Support for Protectionism is deduced from the idea that economic value arises from labour. Bastiat denounces this fallacy by pointing to the fact that the conditions of labour is differently in different places, most notably in respect to climate with some fruits being easier to cultivate some places than others, but also with the quality of the soil. This also applies equally to metals like steel and aluminium being dug out from the ground. Some places they are more accessible and abundant than other places, and thus with some countries thereby gaining a larger supply, they can sell them for cheaper, following the laws of supply and demand. Protectionism, in its essence, protects the producer at the expense of the consumer. What is seen is the American steel- and aluminium providers who sell the metals for equally or less than the foreign ones. What is not seen, or seen less clearly, is the amount the consumer could save by the tariff abstaining, and the taxpayer’s money serving a cause which is doomed to rupture.
How this works in practice, we may let Americans companies describe for themselves. Vox made a list of statements different American industries had of Trump’s decision, which is too long to copy word-for-word, but it essentially saw US car dealers, auto manufacturers, boat manufacturers, the beer industry, retailers, machinery manufacturers and US business groups all oppose the decision, saying it will damage their companies and industries. The steel- and aluminium producers, however, are – as we would expect – in favor.

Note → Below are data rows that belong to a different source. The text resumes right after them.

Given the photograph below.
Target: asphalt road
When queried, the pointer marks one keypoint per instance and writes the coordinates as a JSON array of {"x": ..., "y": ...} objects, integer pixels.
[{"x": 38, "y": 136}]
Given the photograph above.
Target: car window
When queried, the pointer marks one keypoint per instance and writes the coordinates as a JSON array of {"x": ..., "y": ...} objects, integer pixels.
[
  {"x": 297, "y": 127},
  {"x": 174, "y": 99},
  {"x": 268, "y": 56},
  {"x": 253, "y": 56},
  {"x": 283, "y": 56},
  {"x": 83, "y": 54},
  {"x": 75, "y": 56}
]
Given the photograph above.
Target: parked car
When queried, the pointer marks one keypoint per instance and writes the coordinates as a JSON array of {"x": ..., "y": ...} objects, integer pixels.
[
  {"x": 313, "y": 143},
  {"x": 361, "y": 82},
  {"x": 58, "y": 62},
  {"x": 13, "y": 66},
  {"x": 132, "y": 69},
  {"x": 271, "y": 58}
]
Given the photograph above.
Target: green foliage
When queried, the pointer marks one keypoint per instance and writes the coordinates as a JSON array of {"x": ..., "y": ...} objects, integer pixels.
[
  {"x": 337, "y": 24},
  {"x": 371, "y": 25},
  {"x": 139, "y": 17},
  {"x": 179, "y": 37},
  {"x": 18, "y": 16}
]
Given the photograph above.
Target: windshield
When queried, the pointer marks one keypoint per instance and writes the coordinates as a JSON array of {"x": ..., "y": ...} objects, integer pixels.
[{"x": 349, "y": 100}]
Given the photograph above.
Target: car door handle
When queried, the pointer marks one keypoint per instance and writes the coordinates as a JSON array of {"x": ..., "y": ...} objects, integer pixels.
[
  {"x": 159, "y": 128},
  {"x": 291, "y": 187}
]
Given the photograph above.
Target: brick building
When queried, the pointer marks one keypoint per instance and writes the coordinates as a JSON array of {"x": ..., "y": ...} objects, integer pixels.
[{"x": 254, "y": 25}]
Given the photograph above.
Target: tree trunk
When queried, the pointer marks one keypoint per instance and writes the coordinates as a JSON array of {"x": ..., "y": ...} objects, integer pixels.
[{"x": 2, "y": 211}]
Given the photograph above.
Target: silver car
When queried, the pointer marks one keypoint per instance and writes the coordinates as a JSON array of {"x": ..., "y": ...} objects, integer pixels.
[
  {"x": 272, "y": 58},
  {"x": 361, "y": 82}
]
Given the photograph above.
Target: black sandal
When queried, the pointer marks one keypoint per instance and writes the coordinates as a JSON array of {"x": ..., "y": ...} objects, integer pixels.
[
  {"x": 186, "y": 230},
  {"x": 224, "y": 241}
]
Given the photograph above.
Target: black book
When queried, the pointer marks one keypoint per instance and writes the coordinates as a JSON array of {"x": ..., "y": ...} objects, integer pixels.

Remember what Bastiat said of that which is seen and that which is not seen in the political economy? Should we ignore all the other ones for the sake of the steel- and aluminium producers getting advantage over the ones doing a more efficient and better job, and the American manufacturers and businesses dependent on import of these materials? Bastiat makes clear that it isn’t the labour which produces value, but the exchange, and thus the result matters. We can’t keep throwing obstacles in the way of other businesses for the sake of “our’s” to be saved. It is not sustainable for the consumer and it is not sustainable for the economy, but only for the few producers which happen to gain advantage. Trade wars are good and easy to win, according to Trump, but, as with any war, while they may be easy to win and of advantage to a few people, it doesn’t mean that everyone else won’t end up in misery as a result.